From emotional slavery to emotional liberation

First stage: We see ourselves as responsible for others' feelings.
Second stage: We feel angry; we no longer want to be responsible for others' feelings.
Third stage: Emotional liberation--we take responsibility for our intentions and actions.

SGIQ: How does empathy help heal?

MW: When someone receives our suffering quietly, openheartedly and without judgment, we are able to open ourselves to our pain. We experience it fully, release it, and in so doing, we heal. Clarity emerges, and we gain access to inner wisdom.

SGIQ: In nonviolent philosophy, anger is not an emotion to be suppressed; it is in fact to be acknowledged but expressed in a responsible way. How can we use our anger constructively for dialogue?

MW: We use anger constructively when we take time to release the thoughts that are causing our anger and to identify the needs that are not met in a given situation--rather than reacting out of anger.

Underlying anger, there is always judging and blaming. In the privacy of our minds, we give airtime to judging and blaming, such as, "I can't stand this idiot! How dare he talk to me like that! Ah, the arrogance. . .," or, "It's her fault that we are in this predicament. When will she learn?!" When we become aware that this is how we are thinking, then we can endeavor to identify and connect with unmet needs in the situation. Perhaps we need more respect, consideration and trust from the other person.

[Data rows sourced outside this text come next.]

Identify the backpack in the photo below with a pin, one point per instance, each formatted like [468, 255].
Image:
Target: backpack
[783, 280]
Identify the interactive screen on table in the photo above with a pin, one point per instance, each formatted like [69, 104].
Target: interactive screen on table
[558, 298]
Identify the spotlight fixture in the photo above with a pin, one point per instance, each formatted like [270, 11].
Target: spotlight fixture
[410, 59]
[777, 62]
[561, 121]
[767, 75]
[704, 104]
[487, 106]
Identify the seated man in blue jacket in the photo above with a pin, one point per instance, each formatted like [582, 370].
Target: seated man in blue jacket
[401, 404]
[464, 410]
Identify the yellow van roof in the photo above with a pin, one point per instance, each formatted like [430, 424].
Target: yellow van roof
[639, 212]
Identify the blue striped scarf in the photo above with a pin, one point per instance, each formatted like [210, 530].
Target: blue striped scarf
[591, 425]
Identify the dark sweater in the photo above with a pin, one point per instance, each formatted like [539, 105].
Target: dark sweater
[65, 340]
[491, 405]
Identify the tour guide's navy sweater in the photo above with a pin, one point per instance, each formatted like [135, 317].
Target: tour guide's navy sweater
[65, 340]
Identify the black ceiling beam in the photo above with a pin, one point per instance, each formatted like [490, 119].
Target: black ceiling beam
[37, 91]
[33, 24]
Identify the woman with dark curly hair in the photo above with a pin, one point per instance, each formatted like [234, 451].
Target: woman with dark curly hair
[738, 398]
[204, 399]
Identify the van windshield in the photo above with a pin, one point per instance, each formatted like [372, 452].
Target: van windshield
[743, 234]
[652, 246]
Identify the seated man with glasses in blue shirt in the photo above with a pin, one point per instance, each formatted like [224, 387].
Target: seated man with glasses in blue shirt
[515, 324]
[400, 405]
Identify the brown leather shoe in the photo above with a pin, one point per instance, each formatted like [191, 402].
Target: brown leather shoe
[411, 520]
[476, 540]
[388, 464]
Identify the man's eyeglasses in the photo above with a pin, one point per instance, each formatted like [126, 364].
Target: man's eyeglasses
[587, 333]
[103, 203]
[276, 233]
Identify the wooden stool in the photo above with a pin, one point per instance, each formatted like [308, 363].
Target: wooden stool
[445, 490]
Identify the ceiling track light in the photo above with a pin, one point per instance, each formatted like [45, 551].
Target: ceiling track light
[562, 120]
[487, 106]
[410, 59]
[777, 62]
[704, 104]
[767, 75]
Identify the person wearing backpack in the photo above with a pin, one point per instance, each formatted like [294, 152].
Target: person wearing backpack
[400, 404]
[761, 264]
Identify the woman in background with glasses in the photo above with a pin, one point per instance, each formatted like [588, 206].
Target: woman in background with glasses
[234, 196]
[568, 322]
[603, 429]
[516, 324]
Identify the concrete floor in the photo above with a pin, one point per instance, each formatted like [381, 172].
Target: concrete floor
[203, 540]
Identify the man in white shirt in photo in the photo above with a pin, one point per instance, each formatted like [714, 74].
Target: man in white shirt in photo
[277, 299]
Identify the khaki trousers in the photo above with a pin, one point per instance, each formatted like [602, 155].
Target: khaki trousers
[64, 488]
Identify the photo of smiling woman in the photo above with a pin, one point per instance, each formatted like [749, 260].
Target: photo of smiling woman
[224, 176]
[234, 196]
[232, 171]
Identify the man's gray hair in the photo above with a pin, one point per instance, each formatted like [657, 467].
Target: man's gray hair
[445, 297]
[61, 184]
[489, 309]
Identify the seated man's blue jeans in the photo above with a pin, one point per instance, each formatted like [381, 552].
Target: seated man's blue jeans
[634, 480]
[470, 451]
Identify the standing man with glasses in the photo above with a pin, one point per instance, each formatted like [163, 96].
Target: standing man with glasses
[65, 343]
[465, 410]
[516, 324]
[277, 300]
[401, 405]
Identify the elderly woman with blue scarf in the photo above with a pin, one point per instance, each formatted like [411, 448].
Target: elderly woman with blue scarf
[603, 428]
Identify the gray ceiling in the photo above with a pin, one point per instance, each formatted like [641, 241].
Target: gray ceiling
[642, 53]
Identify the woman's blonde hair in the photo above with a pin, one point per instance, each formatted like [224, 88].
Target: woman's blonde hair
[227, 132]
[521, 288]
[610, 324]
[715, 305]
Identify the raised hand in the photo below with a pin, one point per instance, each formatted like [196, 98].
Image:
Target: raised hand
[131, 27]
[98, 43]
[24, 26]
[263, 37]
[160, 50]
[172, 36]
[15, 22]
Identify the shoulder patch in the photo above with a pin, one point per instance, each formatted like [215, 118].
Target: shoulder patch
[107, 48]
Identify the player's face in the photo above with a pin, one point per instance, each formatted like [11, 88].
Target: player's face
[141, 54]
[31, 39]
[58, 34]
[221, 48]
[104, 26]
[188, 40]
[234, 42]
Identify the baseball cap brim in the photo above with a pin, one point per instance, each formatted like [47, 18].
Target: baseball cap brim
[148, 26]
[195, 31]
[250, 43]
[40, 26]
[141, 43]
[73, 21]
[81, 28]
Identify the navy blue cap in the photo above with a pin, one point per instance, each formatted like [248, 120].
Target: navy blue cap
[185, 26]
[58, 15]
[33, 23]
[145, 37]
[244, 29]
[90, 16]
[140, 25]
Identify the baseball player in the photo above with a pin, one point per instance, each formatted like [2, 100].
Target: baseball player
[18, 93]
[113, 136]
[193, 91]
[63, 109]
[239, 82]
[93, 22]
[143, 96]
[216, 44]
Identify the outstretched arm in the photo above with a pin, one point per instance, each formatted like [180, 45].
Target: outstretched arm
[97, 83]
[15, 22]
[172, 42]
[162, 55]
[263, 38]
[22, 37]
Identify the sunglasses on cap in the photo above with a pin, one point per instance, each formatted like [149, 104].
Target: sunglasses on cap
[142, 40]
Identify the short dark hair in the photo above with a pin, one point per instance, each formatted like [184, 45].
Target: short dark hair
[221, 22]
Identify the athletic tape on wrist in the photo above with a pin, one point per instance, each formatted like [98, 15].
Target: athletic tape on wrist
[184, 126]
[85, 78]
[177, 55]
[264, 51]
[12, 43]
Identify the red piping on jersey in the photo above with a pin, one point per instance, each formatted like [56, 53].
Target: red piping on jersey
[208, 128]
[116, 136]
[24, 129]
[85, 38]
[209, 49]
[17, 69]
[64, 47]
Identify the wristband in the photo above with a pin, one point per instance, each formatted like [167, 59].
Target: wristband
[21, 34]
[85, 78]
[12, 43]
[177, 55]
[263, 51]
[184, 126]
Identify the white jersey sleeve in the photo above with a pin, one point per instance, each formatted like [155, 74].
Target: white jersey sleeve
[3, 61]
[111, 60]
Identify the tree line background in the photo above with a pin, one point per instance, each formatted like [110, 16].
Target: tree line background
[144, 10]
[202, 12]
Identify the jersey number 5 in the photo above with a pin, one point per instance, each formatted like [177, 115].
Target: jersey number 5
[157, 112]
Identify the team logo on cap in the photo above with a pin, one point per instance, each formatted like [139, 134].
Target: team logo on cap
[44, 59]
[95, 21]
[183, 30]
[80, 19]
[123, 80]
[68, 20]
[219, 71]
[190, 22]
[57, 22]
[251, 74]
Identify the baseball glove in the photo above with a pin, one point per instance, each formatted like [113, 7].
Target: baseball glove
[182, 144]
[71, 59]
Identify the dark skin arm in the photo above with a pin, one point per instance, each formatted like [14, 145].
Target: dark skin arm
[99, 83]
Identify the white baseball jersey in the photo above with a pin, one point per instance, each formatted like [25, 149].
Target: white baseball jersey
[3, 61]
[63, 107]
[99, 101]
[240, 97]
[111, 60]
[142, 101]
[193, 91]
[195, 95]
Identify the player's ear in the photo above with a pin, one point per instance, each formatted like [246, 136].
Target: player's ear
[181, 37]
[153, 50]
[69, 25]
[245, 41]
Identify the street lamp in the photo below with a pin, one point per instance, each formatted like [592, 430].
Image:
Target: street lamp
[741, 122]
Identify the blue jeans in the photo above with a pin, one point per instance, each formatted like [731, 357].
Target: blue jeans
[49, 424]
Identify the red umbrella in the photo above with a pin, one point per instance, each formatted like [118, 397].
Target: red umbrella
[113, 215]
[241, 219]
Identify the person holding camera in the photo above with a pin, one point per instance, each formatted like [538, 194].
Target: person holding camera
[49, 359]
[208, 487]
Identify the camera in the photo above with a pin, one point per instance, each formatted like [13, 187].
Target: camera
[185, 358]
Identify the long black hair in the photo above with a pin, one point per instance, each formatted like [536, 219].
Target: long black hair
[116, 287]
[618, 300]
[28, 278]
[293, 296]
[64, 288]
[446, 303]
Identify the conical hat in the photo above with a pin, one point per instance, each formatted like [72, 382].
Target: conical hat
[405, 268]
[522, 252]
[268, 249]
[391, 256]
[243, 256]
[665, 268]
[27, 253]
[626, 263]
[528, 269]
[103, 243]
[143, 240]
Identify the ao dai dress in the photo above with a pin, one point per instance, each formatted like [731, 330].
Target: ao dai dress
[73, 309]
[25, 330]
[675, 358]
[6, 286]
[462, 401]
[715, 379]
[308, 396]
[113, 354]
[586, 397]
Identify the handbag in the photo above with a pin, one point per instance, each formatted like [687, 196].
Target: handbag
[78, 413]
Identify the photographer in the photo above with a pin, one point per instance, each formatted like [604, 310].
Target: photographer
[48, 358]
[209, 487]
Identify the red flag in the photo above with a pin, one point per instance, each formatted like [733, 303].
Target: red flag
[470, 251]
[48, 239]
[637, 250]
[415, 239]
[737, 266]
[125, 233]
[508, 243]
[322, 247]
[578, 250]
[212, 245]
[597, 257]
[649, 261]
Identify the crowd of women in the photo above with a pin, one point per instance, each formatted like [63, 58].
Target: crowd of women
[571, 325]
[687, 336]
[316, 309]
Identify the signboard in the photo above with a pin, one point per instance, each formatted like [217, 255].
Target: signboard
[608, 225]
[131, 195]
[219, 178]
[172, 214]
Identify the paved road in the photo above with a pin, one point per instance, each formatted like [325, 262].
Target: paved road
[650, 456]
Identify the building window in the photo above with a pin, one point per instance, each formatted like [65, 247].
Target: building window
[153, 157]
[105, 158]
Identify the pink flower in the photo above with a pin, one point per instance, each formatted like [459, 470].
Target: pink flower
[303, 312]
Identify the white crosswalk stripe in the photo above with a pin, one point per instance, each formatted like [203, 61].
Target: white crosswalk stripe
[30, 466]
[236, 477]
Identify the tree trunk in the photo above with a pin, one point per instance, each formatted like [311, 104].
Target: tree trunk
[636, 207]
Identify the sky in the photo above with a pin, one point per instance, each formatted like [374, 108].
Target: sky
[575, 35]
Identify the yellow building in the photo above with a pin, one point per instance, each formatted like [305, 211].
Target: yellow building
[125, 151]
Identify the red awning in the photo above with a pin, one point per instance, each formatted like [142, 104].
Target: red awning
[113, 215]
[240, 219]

From a place of connection with our needs, we can begin the dance of Nonviolent Communication, expressing ourselves vulnerably and receiving the other person empathically. We trust that this dance leads to heart connection, where solutions can arise that meet everyone's needs.

SGIQ: How has this work on nonviolence enriched your own life?

MW: NVC has enriched my life in important ways. Employing NVC processes to address life's challenges increases my sense of peace and freedom. Identifying and connecting with the needs underlying the actions of others has brought greater harmony to my personal and professional relationships. For these reasons, sharing Nonviolent Communication fills my life with passion and meaning.

SGIQ: Marshall Rosenberg writes, "The more you become a connoisseur of gratitude, the less you are a victim of resentment, depression and despair. Gratitude will act as an elixir that will gradually dissolve the hard shell of your ego, your need to possess and control, and transform you into a generous being. . ." Why is gratitude so important?

MW: Gratitude helps us become more aware and enjoy the wonderful things in our lives--being alive, having fresh water to drink and friends who support us, the beauty of nature, to name a few. With a grateful heart, we naturally want to contribute to the well-being of others and of the planet. Gratitude is powerful fuel that can promote effective social change.